Le fierté du dinosaure

Lorsque la merveille Apple est sortie, il y a déjà quelques années, une sorte de réflexe profondément réactionnaire dont j’ignorais la puissance chez moi m’intima l’ordre de ne pas céder à la mode. Au fil du temps,  la résistance devint un jeu, une provocation, presque une rebellion. Plus l’impérieuse nécessité de passer au smartphone se faisait sentir – ah ! le poids de la vie en société – et plus je chérissais mon petit Samsung à clapet. Je pouvais le poser sur une table en terrasse, le sortir tranquillement dans le métro, le promener dans la rue sans craindre un instant le vol. Je vous accorde qu’il ne fallait pas craindre non plus d’être ridicule, mais j’assumais. Sauf que, coincée dans le procès Kerviel depuis deux semaines, j’ai du admettre que l’accès à mes mails, à Internet et à Twitter me faisait cruellement défaut. Il n’y a que les imbéciles qui ne changent pas d’avis, songeai-je en entrant chez un dealer de drogue technologique, vendredi matin. C’est qu’il n’était plus temps de commander sur Internet, je voulais l’objet maintenant, tout de suite, j’étais prête pour le grand saut et, me connaissant, il fallait en profiter.

Grave erreur…

– Bonjour, je voudrais un IPhone, lançai-je à la jeune femme venue m’accueillir dans la boutique. Je m’attendais à voir des euros clignoter dans les yeux de la donzelle et un sourire de caisse enregistreuse illuminer son visage. Grave erreur.

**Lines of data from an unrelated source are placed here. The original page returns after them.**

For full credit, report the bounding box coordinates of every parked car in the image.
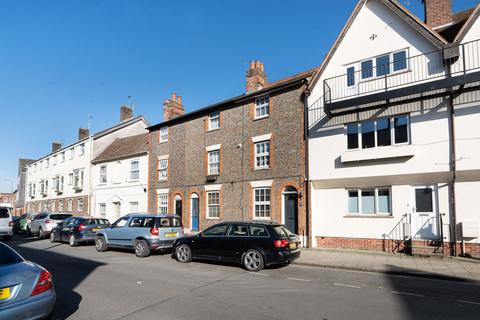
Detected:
[26,212,72,239]
[173,222,300,272]
[20,212,37,233]
[95,213,183,258]
[50,217,110,247]
[0,242,56,319]
[0,207,13,240]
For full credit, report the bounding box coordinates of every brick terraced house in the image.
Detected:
[148,61,315,245]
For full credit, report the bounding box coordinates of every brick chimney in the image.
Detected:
[163,92,185,121]
[52,142,62,153]
[423,0,452,29]
[120,106,133,121]
[247,60,267,93]
[78,128,90,141]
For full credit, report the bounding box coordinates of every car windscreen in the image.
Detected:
[0,208,10,218]
[273,226,294,239]
[158,217,182,228]
[0,243,23,267]
[50,214,72,220]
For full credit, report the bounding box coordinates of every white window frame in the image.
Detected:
[130,159,140,181]
[345,186,393,216]
[158,158,168,181]
[253,140,271,170]
[255,96,270,119]
[208,111,220,131]
[253,187,272,220]
[207,149,220,175]
[207,191,221,219]
[158,127,169,143]
[344,114,411,151]
[157,193,168,214]
[98,164,108,184]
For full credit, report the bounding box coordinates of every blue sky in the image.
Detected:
[0,0,477,191]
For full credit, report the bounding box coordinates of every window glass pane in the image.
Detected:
[361,121,375,149]
[377,54,390,77]
[378,189,390,213]
[393,116,408,143]
[415,188,433,212]
[347,67,355,87]
[362,60,373,79]
[348,190,358,213]
[361,189,375,214]
[377,119,392,146]
[393,51,407,71]
[347,123,358,149]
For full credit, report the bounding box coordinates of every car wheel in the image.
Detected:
[242,249,265,272]
[175,243,192,263]
[68,234,78,247]
[133,240,150,258]
[95,237,108,252]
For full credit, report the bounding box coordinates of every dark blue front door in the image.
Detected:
[192,198,199,231]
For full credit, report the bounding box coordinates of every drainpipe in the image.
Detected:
[303,83,311,248]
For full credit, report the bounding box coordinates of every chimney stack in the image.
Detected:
[247,60,267,93]
[423,0,452,29]
[78,128,90,141]
[163,92,185,121]
[52,142,62,153]
[120,106,133,122]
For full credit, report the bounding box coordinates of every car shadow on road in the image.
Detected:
[9,239,104,320]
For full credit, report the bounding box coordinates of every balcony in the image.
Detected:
[322,40,480,117]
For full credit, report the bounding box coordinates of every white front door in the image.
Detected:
[412,186,440,240]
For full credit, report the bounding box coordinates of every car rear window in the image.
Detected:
[50,214,72,220]
[273,226,294,239]
[0,208,10,218]
[0,243,23,266]
[158,217,182,228]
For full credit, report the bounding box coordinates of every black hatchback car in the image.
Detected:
[173,222,300,272]
[50,217,110,247]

– Pourquoi voulez-vous un IPhone ? me lança-t-elle d’un air suspicieux.

– euh, pour téléphoner…. Pourquoi, c’est mal ? J’avais l’impression d’avoir commis une bourde, mais je ne voyais pas très bien laquelle…

– Il est plus cher, moins performant et c’est le plus volé ! m’asséna-t-elle du ton irrité qu’on prend face à un imbécile profond. Les autres marques proposent des téléphones avec beaucoup plus d’options et bien plus performants.

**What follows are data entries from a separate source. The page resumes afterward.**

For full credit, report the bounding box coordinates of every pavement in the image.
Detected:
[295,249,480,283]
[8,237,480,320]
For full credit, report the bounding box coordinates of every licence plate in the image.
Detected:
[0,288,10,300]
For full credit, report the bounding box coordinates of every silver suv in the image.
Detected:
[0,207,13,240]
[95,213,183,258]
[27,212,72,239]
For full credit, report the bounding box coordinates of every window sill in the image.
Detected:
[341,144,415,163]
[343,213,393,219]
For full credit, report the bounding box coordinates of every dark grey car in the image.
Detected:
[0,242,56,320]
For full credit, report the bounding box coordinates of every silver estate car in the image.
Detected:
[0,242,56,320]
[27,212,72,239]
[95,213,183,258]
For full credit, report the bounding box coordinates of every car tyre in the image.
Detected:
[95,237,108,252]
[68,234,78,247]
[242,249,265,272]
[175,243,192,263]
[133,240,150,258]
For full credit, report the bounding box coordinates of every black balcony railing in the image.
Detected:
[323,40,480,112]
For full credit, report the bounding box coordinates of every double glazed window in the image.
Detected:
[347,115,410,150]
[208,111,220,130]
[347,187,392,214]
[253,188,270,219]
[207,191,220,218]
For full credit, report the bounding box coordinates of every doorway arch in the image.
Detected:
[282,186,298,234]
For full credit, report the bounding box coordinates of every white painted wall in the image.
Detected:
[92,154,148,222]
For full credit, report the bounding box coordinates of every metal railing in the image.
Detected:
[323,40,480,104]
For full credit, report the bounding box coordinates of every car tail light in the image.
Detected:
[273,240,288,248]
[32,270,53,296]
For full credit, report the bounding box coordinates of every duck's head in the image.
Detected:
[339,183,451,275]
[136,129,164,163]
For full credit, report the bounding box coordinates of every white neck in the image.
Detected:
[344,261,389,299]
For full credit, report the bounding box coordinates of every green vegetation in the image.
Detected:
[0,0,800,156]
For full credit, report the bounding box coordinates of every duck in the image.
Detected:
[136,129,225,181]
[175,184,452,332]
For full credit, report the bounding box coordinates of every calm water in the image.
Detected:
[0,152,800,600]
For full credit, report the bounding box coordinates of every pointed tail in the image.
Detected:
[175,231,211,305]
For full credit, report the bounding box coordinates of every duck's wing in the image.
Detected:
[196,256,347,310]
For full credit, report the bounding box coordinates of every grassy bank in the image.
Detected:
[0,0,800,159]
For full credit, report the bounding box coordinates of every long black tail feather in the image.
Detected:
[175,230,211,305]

– euh…je n’en doute pas, mais moi c’est pour téléphoner et lire mes mails, donc s’il ne ne me propose pas les derniers jeux en vogue, l’appareil photo du grand reporter et la future caméra préférée de Lelouch en raison de ses performances exceptionnelles, je m’en ferai une raison…

A ce stade, je précise que j’avais préparé ma visite, exploré le site de mon marchand de dope techno, identifié le modèle, choisi le forfait et calculé la remise à laquelle j’avais droit grâce à mes 40 000 points de fidélité de dinosaure qui n’a pas changé de portable depuis l’an 3 ou 4 avant IPhone. Donc le job de la marchande était simple, allumer son ordinateur, checker mon compte client, aller chercher l’objet en stock, me tendre la machine à CB et encaisser l’oseille. Hélas, ce type de commerce où vous entrez acheter un objet et ou vous ressortez, ô miracle, avec la chose en 10 minutes chrono est aussi révolu que mon Samsung à clapet.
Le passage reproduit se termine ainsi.